Architecture Overview¶
This document summarizes the vLLM Gaudi additions used to support single-process model swap. The baseline V1 architecture is described in the upstream vLLM architecture documentation; only the Gaudi-specific delta is covered here.
Entrypoints¶
vLLM provides multiple entrypoints for interacting with the system.
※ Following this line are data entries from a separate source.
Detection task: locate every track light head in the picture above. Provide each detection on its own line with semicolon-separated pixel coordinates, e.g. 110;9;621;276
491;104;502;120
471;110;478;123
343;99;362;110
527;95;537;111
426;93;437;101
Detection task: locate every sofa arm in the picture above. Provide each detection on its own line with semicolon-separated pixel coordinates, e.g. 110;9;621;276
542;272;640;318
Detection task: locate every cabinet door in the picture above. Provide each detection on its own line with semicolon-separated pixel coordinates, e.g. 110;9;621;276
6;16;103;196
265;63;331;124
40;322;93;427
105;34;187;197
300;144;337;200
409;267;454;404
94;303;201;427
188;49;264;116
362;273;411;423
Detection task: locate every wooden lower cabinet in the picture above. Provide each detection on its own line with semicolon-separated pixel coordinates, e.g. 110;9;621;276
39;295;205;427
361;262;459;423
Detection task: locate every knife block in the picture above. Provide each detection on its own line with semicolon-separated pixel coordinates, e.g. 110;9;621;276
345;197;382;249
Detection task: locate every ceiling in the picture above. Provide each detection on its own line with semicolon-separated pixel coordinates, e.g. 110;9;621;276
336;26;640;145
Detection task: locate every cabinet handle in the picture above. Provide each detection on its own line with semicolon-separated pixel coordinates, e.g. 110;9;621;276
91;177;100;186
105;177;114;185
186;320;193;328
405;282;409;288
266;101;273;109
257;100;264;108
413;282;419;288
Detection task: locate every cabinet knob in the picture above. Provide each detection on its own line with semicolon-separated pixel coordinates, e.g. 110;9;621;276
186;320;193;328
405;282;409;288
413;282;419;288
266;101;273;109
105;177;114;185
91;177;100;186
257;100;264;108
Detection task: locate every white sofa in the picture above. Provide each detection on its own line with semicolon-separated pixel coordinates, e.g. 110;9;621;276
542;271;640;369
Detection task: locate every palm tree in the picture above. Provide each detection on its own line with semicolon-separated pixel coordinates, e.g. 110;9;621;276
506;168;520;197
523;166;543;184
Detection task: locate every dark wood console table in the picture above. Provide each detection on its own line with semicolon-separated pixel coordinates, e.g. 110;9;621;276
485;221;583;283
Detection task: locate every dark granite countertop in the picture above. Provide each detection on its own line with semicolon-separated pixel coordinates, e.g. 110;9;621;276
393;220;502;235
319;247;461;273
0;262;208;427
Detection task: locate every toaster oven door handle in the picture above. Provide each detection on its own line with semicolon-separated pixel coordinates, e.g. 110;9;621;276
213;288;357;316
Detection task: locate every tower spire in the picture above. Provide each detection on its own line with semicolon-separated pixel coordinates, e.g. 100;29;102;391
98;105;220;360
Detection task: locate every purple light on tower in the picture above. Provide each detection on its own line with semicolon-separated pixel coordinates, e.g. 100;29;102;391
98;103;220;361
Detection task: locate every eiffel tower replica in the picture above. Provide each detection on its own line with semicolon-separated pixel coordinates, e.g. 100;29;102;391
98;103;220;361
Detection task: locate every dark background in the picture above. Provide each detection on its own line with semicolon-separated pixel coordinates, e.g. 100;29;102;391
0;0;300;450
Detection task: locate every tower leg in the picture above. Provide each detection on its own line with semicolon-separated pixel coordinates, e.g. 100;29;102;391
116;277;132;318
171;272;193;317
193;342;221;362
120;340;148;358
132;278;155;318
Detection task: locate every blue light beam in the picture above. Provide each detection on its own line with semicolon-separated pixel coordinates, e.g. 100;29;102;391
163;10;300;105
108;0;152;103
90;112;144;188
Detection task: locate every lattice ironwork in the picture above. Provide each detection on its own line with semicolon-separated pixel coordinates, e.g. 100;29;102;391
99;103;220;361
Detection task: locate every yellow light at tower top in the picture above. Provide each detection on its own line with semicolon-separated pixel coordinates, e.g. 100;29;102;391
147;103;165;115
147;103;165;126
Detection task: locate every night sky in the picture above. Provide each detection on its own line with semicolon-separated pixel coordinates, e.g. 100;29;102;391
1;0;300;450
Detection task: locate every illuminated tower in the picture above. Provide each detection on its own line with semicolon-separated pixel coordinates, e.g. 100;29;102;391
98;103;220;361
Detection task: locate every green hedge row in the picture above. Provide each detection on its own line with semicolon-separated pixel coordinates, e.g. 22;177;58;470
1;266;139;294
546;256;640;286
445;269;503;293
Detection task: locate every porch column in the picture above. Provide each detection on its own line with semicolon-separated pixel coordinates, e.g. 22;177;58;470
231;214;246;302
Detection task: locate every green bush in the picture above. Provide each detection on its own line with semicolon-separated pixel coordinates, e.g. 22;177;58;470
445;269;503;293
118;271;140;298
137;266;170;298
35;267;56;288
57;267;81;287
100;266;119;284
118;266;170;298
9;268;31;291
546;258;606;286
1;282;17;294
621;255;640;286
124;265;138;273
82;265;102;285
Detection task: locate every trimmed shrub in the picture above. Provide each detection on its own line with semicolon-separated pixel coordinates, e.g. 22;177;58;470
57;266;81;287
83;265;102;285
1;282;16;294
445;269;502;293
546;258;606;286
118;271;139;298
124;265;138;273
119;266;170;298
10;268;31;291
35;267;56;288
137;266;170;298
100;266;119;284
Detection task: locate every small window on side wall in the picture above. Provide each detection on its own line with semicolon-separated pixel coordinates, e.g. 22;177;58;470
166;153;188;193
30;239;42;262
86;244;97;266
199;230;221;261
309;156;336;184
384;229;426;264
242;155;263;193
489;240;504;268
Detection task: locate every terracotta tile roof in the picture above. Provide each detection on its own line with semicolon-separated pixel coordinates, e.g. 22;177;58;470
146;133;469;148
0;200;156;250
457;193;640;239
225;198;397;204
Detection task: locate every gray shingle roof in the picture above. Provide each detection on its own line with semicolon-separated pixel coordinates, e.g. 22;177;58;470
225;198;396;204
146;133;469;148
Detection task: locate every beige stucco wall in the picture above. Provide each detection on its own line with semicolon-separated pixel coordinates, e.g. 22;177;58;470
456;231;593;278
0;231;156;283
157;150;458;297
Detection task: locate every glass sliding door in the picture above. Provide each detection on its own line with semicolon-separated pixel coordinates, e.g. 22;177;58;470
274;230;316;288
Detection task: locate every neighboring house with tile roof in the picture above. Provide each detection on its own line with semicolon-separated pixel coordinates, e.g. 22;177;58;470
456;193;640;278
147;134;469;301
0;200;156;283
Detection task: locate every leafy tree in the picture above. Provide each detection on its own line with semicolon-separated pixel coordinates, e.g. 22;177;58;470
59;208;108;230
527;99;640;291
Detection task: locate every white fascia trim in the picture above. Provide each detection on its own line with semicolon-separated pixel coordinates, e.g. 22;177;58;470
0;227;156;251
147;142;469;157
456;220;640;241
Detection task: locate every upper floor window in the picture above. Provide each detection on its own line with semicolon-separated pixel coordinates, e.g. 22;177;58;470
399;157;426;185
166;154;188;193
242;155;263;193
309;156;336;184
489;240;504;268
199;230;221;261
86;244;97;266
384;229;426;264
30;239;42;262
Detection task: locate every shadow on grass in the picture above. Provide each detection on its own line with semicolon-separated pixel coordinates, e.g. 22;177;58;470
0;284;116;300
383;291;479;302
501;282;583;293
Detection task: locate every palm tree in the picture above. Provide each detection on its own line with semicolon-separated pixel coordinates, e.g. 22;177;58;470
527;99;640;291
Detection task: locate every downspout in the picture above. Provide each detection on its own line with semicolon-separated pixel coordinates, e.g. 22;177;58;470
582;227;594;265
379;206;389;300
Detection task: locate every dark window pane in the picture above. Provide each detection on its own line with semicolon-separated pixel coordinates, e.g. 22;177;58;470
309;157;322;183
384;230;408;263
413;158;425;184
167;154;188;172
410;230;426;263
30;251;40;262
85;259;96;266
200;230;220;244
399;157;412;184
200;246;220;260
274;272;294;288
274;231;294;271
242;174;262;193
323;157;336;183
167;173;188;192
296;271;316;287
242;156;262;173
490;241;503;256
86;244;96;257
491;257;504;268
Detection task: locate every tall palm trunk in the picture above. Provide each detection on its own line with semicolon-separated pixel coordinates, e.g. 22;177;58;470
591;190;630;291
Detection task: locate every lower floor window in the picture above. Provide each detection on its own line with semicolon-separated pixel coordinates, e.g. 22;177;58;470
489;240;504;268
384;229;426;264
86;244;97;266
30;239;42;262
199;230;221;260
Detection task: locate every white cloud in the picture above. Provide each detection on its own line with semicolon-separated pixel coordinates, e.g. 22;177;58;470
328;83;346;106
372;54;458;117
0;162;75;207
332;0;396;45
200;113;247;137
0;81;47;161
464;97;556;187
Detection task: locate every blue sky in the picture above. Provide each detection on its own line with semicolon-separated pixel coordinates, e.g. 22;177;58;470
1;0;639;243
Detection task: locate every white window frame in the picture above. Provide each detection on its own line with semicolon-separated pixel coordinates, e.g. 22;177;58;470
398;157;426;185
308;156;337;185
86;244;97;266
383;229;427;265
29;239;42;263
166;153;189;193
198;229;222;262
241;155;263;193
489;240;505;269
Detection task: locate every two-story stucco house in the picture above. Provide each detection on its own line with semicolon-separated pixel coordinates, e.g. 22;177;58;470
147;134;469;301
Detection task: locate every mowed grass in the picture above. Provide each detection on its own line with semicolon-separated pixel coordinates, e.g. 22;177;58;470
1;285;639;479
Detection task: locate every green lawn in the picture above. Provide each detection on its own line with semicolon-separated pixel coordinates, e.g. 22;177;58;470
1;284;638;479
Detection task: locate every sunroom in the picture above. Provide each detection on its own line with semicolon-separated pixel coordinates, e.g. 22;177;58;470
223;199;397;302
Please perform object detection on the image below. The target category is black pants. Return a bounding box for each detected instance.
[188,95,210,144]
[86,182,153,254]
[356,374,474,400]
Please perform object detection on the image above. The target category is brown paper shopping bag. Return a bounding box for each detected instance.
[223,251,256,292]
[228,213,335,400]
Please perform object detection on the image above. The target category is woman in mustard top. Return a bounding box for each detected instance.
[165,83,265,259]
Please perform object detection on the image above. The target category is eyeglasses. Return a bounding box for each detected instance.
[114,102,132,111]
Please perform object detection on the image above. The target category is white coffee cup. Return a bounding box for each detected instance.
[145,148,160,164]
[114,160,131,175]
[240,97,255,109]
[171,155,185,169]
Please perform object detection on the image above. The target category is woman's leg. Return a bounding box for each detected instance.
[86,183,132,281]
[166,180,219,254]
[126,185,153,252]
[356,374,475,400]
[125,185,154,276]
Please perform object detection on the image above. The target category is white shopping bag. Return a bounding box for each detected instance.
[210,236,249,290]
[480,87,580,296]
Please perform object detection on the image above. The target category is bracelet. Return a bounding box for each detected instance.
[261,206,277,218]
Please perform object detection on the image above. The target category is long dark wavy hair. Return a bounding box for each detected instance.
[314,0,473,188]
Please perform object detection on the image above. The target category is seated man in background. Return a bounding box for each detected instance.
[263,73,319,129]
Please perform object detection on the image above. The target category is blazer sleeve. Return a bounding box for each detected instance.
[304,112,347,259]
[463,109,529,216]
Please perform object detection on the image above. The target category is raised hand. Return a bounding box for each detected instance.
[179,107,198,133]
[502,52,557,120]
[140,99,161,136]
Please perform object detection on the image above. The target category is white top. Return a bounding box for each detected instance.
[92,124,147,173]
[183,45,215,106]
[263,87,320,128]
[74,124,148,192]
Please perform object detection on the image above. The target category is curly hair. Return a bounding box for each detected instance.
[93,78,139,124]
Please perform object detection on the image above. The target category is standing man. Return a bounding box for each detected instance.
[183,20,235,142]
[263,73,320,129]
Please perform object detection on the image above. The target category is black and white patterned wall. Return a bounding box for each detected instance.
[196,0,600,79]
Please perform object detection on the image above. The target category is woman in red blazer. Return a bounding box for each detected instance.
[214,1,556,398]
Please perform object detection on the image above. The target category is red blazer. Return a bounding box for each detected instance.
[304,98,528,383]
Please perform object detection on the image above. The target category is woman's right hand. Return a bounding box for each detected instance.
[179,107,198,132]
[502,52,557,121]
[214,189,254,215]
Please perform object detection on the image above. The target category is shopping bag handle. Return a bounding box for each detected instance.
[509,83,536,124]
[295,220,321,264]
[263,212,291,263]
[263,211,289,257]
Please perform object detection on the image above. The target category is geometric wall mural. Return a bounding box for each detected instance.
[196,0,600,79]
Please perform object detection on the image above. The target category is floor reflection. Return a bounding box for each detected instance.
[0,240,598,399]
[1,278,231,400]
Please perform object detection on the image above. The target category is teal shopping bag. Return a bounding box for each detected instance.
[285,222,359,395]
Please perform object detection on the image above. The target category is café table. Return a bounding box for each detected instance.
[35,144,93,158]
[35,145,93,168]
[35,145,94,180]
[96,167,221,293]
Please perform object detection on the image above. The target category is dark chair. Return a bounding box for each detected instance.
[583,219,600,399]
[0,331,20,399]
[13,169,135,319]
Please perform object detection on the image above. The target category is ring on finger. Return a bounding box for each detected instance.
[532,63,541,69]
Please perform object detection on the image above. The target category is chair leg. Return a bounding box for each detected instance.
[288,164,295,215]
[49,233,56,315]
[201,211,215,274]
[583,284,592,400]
For online inference, the model-swap feature uses a dedicated OpenAI-compatible Gaudi server entrypoint.
OpenAI-Compatible Gaudi API Server¶
The server can be launched directly via:
export VLLM_SERVER_DEV_MODE=1
export VLLM_ALLOW_INSECURE_SERIALIZATION=1
export VLLM_HPU_MULTI_MODEL_CONFIG=/path/to/multi_models.yaml
python -m vllm_gaudi.entrypoints.openai.multi_model_api_server
Implementation lives in vllm_gaudi/entrypoints/openai/multi_model_api_server.py.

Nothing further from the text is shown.